Getting sufficient vitamin D is important for your health. A simple blood test ordered by your doctor can confirm your body’s levels. According to a study referenced by U.S. News and World Report, as many as 91% of Americans working indoors are not receiving enough of this vitamin! 1
Depending on where you live in the world and what kind of lifestyle you lead, you may be at greater risk of vitamin D deficiency. Some of those at increased risk include people with dark skins, older adults who are housebound, pregnant and breastfeeding women and those with certain medical conditions including, cystic fibrosis, liver disease, Crohn’s disease, and celiac disease.
Vitamin D levels drop in the winter
Vitamin D aids in developing a healthy immune system, bones, and supports cognitive functioning. It is known as the “sunshine vitamin” because the easiest method of obtaining it is to spend some time in the sun.
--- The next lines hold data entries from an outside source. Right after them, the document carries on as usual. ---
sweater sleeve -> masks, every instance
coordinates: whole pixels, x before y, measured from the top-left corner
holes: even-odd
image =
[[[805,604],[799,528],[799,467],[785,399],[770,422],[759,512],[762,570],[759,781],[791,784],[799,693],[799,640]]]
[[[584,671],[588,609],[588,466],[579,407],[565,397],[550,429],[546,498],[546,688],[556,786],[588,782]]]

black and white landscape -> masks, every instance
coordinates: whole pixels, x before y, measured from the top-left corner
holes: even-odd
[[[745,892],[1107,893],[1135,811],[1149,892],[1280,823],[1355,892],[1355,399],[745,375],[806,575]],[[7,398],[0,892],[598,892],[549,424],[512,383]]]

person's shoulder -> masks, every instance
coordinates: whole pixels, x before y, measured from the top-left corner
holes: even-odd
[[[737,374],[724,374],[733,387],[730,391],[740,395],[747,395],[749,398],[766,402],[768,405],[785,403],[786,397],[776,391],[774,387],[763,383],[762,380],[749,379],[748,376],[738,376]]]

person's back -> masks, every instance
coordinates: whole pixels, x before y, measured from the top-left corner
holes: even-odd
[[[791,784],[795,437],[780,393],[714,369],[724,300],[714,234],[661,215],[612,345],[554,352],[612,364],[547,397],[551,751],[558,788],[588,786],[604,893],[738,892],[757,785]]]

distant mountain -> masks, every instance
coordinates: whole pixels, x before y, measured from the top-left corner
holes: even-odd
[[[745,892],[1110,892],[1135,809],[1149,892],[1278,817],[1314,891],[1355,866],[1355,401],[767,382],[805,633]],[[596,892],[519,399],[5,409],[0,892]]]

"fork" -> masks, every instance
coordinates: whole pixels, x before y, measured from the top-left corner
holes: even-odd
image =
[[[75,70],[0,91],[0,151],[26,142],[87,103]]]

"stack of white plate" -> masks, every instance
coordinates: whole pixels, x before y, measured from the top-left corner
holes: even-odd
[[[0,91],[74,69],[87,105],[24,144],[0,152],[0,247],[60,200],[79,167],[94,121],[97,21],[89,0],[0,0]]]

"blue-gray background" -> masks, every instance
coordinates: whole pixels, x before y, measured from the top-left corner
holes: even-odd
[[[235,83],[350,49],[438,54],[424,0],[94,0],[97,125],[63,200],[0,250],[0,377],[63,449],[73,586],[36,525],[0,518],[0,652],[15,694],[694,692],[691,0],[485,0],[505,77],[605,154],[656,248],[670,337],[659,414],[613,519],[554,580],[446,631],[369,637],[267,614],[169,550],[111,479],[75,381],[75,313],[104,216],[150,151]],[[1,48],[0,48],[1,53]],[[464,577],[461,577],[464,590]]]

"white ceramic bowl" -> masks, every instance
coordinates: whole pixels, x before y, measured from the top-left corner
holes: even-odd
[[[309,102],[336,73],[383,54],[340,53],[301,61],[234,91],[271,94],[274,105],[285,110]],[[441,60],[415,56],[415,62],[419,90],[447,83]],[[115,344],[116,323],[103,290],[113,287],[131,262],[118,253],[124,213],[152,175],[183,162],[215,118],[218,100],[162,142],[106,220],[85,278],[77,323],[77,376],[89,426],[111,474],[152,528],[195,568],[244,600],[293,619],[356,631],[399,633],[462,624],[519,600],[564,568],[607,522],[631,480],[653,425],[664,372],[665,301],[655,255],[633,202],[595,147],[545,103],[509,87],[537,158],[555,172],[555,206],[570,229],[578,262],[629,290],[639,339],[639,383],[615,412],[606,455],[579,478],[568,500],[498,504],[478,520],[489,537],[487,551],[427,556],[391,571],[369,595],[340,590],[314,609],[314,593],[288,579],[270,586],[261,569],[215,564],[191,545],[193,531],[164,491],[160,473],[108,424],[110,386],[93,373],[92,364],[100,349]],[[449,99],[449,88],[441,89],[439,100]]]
Anyone who wears clothing that covers most of their skin when outdoors may not be getting enough sun exposure to make their own vitamin D.
Vitamin D is also an important steroid that functions like a hormone in the body. It regulates the functions of more than 200 genes.
Though using sunscreen is normally the safest way to enjoy the sunshine, going without it for short periods of time is the key to making your own vitamin D. Sunscreen with SPF 15 decreases the synthesis of Vitamin D by 99% when used as directed, so wait a moment or two before applying when outdoors.
Many of us avoid spending much time outdoors in the winter due to cooler temperatures, however. Thankfully, there are other ways to get this essential vitamin even when the sun isn’t shining.
How can we obtain vitamin D without sunlight?
There are two main forms of vitamin D. Vitamin D2 is from plant sources. Vitamin D3 is a more active form from animal sources. Both animals and plants receive vitamin D from sunlight exposure. Vitamin D3 may be consumed by eating meat or other animal products such as milk and cheese.
Oily fish is a great source of vitamin D to add to your diet. Oily fish includes flounder, Sockeye salmon, sole, tuna, sardines, mackerel, swordfish, sturgeon, whitefish, and rainbow trout. Just a palm-sized serving of these fish may help get anywhere from 75%- 100% of your recommended daily amount of vitamin D.
Though mushrooms are actually fungi, they are the only non-animal source of naturally occurring vitamin D. Wild mushrooms, especially those exposed to UV light have the greatest content of this essential vitamin. Around 1 cup of raw UV-exposed mushrooms meets or exceeds your daily needs.
Many grocery store items have also been fortified in vitamin D. Such items include milk, orange juice, soy milk, and yogurt.
Cod liver oil in liquid form or gel capsules is another great way to receive Vitamin D. Lastly, a supplement may also be needed to achieve healthy Vitamin D levels. Before taking supplements, always discuss them with your doctor. Find a list of our physicians at CCMHHealth.com/providers/.
1 Howley, Elaine K. U.S. News and World Report. What’s the Connection Between Vitamin D and Breast Cancer? 27 Jun. 2017.